Throughout their friendship they had a few different business ventures and then the pandemic hit and they became engrossed in the world of romance.
"It was like … this is all we want to read ever," Cerulo says. "Just completely devouring them in the way that hardcore romance readers do."
When Mazur and Cerulo discovered Facebook groups full of romance readers and the fanfiction they were creating, they were "so fascinated by that possibility to immerse [ourselves] in the stories of these books so far beyond the pages," Mazur added.
It "felt revelatory, but also — and this is going to sound hyperbolic — but truly revolutionary," Mazur says.
Expanding the story beyond the page
Cerulo and Mazur have also been strategic about the way 831 books look. Each cover is color blocked, with the signature cupid logo at the top.

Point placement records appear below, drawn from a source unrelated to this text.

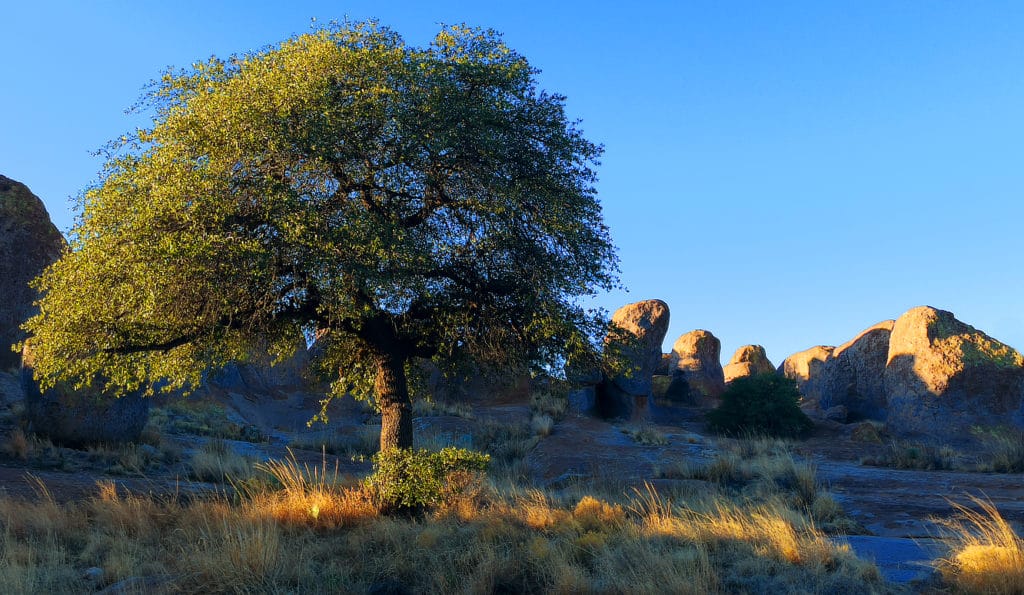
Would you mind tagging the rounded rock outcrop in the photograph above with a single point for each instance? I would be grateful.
(29, 243)
(635, 340)
(943, 377)
(748, 360)
(853, 376)
(697, 375)
(806, 369)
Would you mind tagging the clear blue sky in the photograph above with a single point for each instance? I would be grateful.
(783, 173)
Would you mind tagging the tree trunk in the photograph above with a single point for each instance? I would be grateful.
(396, 410)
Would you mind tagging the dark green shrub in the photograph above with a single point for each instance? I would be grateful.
(409, 479)
(765, 404)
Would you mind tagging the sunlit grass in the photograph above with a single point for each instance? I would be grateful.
(987, 555)
(304, 528)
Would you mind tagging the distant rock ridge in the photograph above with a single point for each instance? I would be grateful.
(696, 369)
(29, 243)
(925, 373)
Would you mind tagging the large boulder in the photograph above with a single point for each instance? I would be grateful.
(942, 377)
(29, 243)
(748, 360)
(697, 375)
(806, 369)
(638, 331)
(81, 417)
(853, 376)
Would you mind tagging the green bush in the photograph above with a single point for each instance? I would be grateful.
(410, 479)
(765, 404)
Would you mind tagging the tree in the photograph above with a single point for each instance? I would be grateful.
(408, 202)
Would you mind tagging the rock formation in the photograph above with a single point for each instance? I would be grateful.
(697, 375)
(81, 417)
(748, 360)
(261, 375)
(852, 377)
(942, 377)
(926, 373)
(638, 332)
(805, 367)
(29, 243)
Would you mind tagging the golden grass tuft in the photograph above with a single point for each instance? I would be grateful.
(987, 555)
(304, 528)
(310, 496)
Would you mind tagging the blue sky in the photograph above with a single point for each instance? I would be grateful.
(782, 173)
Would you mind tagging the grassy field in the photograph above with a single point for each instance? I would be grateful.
(759, 521)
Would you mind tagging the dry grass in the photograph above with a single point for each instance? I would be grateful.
(987, 554)
(430, 408)
(549, 404)
(310, 530)
(310, 496)
(902, 455)
(1004, 451)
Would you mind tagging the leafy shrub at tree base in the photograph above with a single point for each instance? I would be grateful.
(411, 479)
(765, 404)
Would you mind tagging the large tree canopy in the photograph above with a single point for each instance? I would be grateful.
(413, 202)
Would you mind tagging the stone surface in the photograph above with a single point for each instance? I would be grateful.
(901, 560)
(639, 331)
(748, 360)
(697, 374)
(81, 417)
(644, 325)
(853, 376)
(942, 377)
(805, 368)
(29, 243)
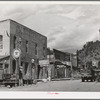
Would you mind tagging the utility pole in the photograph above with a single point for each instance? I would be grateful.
(99, 35)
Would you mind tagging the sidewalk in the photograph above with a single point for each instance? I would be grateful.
(59, 79)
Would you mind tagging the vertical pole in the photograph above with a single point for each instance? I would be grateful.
(71, 66)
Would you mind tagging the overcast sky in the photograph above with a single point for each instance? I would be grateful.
(68, 27)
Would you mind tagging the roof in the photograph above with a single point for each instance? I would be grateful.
(23, 26)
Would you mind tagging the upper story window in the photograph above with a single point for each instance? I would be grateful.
(14, 42)
(26, 46)
(36, 49)
(1, 42)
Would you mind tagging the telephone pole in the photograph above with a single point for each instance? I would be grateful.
(71, 66)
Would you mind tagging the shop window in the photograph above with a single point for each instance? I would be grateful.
(1, 65)
(14, 42)
(43, 51)
(26, 46)
(26, 67)
(1, 42)
(36, 49)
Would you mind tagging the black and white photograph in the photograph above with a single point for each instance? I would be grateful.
(49, 46)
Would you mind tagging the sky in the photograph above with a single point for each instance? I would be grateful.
(67, 26)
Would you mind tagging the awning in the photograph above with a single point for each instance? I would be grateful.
(4, 57)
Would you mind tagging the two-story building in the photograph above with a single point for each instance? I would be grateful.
(32, 46)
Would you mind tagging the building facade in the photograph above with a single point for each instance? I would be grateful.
(59, 64)
(33, 47)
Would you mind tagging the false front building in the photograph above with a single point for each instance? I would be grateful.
(32, 45)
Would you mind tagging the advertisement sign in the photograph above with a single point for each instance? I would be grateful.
(43, 62)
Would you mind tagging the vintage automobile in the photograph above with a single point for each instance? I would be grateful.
(87, 77)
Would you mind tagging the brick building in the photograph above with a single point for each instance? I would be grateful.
(32, 45)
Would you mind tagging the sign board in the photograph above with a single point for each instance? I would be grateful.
(43, 62)
(16, 53)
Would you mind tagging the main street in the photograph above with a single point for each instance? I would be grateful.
(65, 85)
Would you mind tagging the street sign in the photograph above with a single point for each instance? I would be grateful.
(16, 53)
(32, 60)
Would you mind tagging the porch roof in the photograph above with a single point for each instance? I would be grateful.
(4, 57)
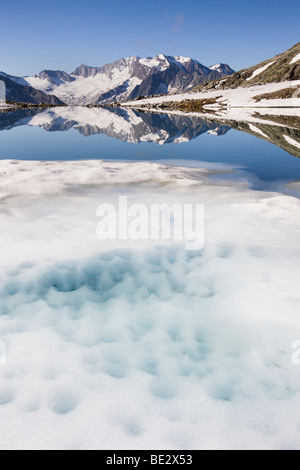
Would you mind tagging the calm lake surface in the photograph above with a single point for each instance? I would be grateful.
(143, 343)
(117, 134)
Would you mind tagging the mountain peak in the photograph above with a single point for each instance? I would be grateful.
(124, 79)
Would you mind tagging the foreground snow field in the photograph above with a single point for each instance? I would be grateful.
(125, 345)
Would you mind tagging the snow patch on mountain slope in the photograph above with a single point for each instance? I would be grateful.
(295, 59)
(234, 98)
(86, 90)
(260, 70)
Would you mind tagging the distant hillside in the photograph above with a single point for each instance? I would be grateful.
(283, 67)
(125, 79)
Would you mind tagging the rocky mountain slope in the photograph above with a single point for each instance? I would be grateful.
(283, 67)
(272, 83)
(123, 80)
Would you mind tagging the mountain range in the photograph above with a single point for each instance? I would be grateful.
(123, 80)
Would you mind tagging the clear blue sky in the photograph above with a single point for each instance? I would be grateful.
(64, 34)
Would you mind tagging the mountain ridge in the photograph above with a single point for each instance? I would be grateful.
(123, 80)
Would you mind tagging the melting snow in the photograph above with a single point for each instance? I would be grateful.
(126, 346)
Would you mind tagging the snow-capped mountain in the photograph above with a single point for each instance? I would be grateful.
(20, 91)
(124, 80)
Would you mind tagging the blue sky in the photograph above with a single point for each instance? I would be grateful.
(64, 34)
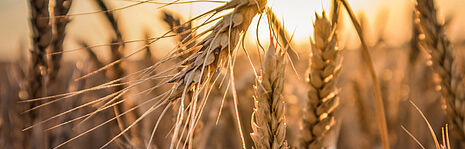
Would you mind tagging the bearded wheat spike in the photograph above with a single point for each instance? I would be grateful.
(213, 51)
(268, 122)
(210, 55)
(318, 117)
(445, 65)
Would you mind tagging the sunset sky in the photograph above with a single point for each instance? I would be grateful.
(297, 15)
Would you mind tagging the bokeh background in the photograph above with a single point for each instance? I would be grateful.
(297, 16)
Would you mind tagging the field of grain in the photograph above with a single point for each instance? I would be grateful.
(210, 74)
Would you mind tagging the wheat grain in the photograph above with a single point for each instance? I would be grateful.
(183, 32)
(61, 8)
(268, 121)
(444, 64)
(323, 98)
(210, 55)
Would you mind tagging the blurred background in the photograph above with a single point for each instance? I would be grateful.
(297, 16)
(404, 71)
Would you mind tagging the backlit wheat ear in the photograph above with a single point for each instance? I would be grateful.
(213, 51)
(37, 75)
(445, 65)
(268, 121)
(210, 55)
(61, 8)
(183, 32)
(323, 97)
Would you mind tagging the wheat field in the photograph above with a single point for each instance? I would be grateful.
(208, 74)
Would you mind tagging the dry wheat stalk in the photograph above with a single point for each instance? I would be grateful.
(213, 51)
(268, 121)
(445, 65)
(318, 117)
(183, 32)
(61, 8)
(37, 79)
(210, 55)
(41, 37)
(116, 72)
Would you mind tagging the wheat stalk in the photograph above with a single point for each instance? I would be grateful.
(211, 54)
(183, 32)
(41, 37)
(323, 98)
(445, 65)
(268, 121)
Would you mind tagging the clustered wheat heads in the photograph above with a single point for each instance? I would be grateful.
(318, 117)
(445, 65)
(268, 121)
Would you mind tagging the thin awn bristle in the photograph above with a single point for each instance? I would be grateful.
(323, 99)
(268, 121)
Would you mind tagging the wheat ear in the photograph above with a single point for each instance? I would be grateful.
(323, 99)
(183, 32)
(445, 65)
(268, 122)
(211, 54)
(61, 9)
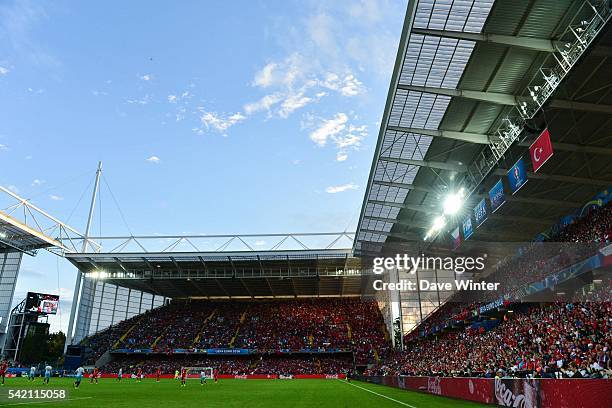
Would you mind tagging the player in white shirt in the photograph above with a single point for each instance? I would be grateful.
(79, 377)
(48, 369)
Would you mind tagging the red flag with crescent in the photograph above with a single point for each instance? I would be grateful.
(541, 150)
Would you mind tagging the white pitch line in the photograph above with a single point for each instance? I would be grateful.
(48, 402)
(375, 393)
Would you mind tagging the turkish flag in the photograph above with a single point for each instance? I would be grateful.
(541, 150)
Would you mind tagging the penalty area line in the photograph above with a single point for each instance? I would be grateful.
(48, 401)
(376, 393)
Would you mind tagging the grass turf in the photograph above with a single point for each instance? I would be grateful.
(227, 393)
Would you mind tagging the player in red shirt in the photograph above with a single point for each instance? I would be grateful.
(94, 375)
(3, 368)
(183, 376)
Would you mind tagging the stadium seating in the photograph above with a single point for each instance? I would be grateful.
(538, 260)
(247, 365)
(553, 340)
(335, 325)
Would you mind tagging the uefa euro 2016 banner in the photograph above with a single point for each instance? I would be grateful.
(511, 392)
(496, 195)
(517, 176)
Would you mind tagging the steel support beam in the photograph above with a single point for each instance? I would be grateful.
(576, 148)
(542, 201)
(412, 223)
(519, 219)
(445, 134)
(492, 97)
(404, 236)
(406, 186)
(534, 44)
(560, 178)
(506, 99)
(413, 207)
(580, 106)
(459, 168)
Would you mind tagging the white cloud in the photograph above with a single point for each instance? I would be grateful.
(142, 101)
(264, 78)
(347, 85)
(292, 103)
(341, 156)
(329, 128)
(341, 188)
(353, 137)
(220, 122)
(265, 103)
(344, 135)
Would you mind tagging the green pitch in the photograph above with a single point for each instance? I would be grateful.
(226, 393)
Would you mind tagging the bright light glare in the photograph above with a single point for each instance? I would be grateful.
(439, 223)
(98, 275)
(453, 202)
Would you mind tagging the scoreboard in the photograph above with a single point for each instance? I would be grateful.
(41, 303)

"Aesthetics and cover designers have always played this really big and important role in romance. And whether they embrace them or they're sort of like hiding them, they do a lot of work in terms of signaling. And so as we knew that the covers had to feel distinctive and they had to do something," Mazur says.
The founders were also inspired by a rich history of distinctive romance covers. "The color palette, which is so important to the covers, is very much inspired by the blockbuster era of Judith Krantz and Danielle Steel," she says.
And those covers are getting noticed by readers, too.
Rachel Benchimol first learned about the company at her local bookstore. The sales associate gave her four books from 831 Stories. "Didn't even take that much convincing," she says.
"It might sound a little silly, but you love holding a book that almost feels like an accessory, like a fashion piece and statement," Benchimol says.
Benchimol also says another selling point for her was the size of the books. All 831 Stories are novella length — roughly 200 pages.
"Quick, easy, delightful and just such a good feel good type of read," she says. "This is exactly what I need in my busy day to day."
The merch is also part of their business model.
For Exit Lane, there's a $125 rugby shirt reminiscent of the book's male main character, Teddy, and $35 baseball cap both in purple and marigold, to match the cover of the book.

"For us, the fun of getting to wear the rugby shirt that the male main character wears in the book is that way of continuing to exist in the universe," Mazur says. "And it feels like world building tasks. It feels like expanding the story beyond the page."
"I think it's also fun for a lot of readers, even just to know that the merch is there reading the book and being like, 'wait, I wonder if that sweatshirt — if they've made it,'" Cerulo adds.
'Holding my hand'
Before Veurink hit the stage at Manhattan karaoke bar, she had an event at the Strand Book Store and shared what it was like working with 831 Stories. Veurink, who has a popular Substack, wrote a short essay in 2021 that she worked from to create Exit Lane.
"Honestly, they [Mazur and Cerulo] made it so easy. I always knew what was next," Veurink said. "It's not like I dove into a draft and sort of hoped for the best. We worked together on the outline and the logline … I felt like they were holding my hand through the process."

Cerulo, who oversees editorial, says before they launched, they were cold-emailing authors "who we thought might have an 831 Stories novella in them."
"People who wrote really compellingly about relationships and love," she says. Writers "we thought that they could write sex on the page because that is core to our lane of romance."
Now, a year later and six books in, authors are reaching out to them.